By Rubina Parveen from Satkhira
Anita Rani Mondal (41) lives at Betangi village in Shyamnagar upazila of Satkhira district-south-western coastal areas of Bangladesh. She spends several hours a day in her homestead where she has been cultivating a variety of vegetables round the year. Anita, wife of a daily-wage farm laborer and a mother of two daughters started growing vegetables in her court yard seven years ago after her husband’s income declined. “Saline water intrusion after cyclone, unplanned expansion of shrimp farming using saline water and water logging forced many farming families to abandon agricultural production. It was hard for daily-wage laborers like my husband to find regular work,” she said. She went on saying, “I am now supporting my family and my children’s education by selling vegetables.”

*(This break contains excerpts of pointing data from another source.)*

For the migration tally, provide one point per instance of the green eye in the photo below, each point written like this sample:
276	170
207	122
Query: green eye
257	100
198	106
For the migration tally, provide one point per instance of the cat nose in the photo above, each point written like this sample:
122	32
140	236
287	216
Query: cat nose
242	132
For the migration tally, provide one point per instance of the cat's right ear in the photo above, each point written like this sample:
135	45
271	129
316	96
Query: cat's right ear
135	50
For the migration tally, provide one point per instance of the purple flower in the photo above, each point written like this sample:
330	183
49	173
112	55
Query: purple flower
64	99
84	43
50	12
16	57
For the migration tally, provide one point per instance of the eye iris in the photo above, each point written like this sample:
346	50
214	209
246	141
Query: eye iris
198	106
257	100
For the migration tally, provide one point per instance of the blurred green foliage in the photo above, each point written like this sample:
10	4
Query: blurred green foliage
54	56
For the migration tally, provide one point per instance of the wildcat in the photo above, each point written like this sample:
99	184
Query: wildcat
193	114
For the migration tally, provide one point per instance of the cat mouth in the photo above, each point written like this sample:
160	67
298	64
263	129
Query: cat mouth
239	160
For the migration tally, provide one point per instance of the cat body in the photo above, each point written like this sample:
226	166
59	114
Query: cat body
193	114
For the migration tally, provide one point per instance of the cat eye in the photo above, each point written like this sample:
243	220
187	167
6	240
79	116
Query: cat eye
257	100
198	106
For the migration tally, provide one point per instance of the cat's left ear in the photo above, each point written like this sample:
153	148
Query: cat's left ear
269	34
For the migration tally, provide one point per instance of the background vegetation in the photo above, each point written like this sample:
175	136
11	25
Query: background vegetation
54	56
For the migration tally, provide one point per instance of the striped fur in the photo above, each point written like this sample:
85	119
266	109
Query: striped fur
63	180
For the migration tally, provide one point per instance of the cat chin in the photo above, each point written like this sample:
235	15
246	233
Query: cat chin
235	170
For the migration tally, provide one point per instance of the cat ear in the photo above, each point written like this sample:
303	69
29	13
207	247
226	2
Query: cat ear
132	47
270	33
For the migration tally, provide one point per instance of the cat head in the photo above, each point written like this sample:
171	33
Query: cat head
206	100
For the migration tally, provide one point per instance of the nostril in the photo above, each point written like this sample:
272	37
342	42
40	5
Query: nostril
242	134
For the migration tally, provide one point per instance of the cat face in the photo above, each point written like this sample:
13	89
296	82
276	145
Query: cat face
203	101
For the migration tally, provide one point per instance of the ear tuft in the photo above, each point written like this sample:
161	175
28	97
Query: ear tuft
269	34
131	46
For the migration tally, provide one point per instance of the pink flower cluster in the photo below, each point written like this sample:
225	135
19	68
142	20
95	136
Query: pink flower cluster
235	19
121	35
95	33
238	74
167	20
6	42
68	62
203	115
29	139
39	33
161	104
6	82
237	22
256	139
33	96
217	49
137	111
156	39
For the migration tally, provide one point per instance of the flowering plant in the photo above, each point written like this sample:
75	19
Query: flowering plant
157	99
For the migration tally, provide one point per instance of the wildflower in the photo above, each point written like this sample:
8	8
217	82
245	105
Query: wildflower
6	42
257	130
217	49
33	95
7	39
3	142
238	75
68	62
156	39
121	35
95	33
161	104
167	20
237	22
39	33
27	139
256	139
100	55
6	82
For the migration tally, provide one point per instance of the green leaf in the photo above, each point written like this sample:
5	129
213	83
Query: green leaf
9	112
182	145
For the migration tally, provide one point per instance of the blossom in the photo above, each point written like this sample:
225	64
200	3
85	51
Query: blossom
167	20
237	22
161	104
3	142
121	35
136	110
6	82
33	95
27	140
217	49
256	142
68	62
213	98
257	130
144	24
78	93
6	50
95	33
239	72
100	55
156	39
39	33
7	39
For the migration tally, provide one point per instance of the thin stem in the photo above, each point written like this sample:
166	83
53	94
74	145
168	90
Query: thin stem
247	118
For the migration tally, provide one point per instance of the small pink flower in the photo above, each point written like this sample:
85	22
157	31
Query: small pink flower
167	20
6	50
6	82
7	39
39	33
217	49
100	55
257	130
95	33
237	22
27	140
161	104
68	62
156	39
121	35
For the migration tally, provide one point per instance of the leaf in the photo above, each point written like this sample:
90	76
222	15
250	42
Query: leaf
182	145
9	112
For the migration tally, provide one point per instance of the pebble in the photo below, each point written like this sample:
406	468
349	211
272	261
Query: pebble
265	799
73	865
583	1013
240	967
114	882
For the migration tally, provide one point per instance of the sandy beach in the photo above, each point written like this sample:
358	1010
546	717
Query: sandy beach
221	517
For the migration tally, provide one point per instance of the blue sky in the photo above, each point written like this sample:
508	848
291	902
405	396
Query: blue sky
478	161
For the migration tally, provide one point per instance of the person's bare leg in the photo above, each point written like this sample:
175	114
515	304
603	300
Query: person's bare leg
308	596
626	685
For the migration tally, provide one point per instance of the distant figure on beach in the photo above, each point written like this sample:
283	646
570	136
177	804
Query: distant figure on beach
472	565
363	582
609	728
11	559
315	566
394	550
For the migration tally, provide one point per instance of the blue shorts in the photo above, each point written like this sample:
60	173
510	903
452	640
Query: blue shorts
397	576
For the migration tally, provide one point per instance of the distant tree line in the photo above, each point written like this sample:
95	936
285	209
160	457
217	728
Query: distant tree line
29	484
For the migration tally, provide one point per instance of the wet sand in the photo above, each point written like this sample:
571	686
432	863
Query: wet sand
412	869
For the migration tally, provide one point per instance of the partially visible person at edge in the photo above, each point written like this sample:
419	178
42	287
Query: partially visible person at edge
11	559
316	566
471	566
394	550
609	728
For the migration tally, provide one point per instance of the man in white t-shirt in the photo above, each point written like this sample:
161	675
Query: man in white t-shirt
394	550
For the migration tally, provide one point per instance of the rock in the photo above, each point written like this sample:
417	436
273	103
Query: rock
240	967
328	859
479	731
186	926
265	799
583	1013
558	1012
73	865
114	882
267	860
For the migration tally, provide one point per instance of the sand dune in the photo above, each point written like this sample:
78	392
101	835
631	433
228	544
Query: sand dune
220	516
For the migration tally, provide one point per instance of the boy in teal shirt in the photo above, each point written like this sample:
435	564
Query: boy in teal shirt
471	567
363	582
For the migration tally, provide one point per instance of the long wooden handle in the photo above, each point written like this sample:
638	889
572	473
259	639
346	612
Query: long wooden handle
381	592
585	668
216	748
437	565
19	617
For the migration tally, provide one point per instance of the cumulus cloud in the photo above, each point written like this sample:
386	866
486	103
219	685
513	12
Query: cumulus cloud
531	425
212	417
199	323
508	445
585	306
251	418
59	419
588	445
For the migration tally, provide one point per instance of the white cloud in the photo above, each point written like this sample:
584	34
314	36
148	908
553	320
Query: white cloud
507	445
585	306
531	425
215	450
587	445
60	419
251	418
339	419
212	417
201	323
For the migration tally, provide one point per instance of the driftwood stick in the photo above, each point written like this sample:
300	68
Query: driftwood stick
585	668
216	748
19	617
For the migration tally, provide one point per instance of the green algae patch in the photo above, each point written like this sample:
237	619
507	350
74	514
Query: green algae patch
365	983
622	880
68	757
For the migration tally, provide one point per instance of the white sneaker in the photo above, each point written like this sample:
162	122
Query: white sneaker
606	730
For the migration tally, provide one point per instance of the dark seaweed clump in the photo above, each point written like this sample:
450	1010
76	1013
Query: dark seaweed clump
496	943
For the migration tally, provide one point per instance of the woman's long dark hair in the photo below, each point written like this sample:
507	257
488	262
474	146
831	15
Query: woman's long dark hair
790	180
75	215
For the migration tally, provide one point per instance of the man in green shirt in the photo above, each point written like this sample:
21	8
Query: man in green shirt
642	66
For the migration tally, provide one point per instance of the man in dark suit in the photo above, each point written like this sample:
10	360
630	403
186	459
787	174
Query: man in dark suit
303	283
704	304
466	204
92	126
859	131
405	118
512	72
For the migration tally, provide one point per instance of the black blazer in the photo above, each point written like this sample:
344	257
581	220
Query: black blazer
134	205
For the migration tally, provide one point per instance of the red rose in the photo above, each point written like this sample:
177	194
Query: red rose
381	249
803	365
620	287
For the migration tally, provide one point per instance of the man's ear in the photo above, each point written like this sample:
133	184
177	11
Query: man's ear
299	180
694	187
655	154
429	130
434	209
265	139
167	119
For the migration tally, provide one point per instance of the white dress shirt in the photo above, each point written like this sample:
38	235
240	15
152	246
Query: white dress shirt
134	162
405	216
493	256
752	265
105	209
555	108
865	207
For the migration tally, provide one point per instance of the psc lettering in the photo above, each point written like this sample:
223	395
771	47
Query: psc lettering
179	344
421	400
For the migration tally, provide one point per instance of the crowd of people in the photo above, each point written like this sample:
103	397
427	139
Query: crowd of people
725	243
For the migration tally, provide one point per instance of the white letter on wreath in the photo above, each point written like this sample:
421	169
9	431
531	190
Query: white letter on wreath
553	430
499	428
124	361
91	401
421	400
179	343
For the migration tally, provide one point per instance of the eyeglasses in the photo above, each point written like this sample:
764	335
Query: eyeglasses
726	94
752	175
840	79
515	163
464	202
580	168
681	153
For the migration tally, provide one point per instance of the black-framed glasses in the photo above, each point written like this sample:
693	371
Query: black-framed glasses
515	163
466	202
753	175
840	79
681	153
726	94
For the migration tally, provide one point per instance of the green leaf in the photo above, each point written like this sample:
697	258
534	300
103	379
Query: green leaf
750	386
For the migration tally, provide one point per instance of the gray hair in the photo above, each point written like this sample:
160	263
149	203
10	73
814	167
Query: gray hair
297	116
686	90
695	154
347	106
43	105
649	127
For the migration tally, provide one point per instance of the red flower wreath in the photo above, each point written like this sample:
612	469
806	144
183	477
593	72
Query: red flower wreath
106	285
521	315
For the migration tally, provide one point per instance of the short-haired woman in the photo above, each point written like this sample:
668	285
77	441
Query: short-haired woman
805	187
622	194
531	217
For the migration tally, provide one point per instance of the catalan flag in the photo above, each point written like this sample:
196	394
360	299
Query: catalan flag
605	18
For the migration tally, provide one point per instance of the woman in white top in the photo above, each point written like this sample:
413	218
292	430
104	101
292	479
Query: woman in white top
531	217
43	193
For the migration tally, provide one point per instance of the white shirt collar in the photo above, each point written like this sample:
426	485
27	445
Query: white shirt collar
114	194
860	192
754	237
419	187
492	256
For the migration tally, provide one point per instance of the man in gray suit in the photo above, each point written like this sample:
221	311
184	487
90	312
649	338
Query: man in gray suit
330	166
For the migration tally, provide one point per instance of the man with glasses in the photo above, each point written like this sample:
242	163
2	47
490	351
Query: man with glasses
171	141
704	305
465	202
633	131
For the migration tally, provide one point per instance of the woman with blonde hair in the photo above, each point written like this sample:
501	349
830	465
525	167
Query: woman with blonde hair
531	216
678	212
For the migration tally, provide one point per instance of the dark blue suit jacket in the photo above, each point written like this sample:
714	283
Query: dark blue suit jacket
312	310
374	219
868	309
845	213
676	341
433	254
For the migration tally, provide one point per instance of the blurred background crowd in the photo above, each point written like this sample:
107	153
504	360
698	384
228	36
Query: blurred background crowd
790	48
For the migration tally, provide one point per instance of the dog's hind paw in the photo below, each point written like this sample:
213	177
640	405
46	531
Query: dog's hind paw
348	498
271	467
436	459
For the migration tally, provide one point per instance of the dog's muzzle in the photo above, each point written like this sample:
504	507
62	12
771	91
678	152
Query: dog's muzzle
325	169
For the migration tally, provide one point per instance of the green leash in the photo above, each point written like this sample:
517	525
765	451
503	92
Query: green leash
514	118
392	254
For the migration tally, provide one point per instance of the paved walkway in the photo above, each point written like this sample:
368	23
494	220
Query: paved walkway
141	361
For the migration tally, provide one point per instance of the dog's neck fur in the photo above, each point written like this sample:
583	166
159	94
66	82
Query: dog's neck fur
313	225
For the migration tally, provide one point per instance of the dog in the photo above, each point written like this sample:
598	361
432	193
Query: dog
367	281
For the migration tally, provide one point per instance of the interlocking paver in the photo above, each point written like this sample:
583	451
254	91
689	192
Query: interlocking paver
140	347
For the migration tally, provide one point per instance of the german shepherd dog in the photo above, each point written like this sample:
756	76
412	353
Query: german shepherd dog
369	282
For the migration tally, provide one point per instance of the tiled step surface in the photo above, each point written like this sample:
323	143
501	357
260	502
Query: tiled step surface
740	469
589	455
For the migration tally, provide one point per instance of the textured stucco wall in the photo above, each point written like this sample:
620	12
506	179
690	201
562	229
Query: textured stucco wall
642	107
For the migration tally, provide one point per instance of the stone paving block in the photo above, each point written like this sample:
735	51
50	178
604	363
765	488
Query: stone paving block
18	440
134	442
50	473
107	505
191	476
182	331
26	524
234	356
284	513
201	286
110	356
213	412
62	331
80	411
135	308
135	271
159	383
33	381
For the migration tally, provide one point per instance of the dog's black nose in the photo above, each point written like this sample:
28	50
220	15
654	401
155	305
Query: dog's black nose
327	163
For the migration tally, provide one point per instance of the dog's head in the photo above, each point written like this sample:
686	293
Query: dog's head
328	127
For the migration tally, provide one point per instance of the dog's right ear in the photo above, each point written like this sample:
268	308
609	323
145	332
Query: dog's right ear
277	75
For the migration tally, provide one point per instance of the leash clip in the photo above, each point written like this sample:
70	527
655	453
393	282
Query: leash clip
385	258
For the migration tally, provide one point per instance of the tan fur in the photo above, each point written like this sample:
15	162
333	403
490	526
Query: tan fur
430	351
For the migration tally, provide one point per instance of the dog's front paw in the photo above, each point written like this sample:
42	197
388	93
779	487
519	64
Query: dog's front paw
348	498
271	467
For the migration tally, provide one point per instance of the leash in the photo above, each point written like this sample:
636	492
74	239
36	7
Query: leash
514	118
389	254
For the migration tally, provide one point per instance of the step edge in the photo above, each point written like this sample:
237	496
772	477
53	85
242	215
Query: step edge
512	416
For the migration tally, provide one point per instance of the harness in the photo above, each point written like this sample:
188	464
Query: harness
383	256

Anita’s case is unique in the region. She realized when saline water evaporates; it leaves excess salt in the soil, increasing the salt concentration every day. To avoid salinity contamination she used to sow the seeds in the gunny bag, concrete pots etc. Now she has been using cork boxes to grow vegetable as gunny bags are not as durable as cork boxes. Cork boxes are available because there are many shrimp farms-which use it for carrying shrimp fry from market to farms. Anita found difficulties due to regular natural disasters like heavy rain inundated her court yard that made gunny bags unusable. She come into a new idea and developed the new strategy using cork boxes instead of gunny bags for growing vegetable round the year even her courtyard inundated.
People in the south-western coastal regions have developed a number of innovations-bringing together local knowledge, resources and scientific know-how to improve livelihoods. BARCIK with the support from Diakonia (Sweden) and Misereor (Germany) has been facilitating the community who are open to innovative ideas and have enthusiasm to sort out problems with local solutions.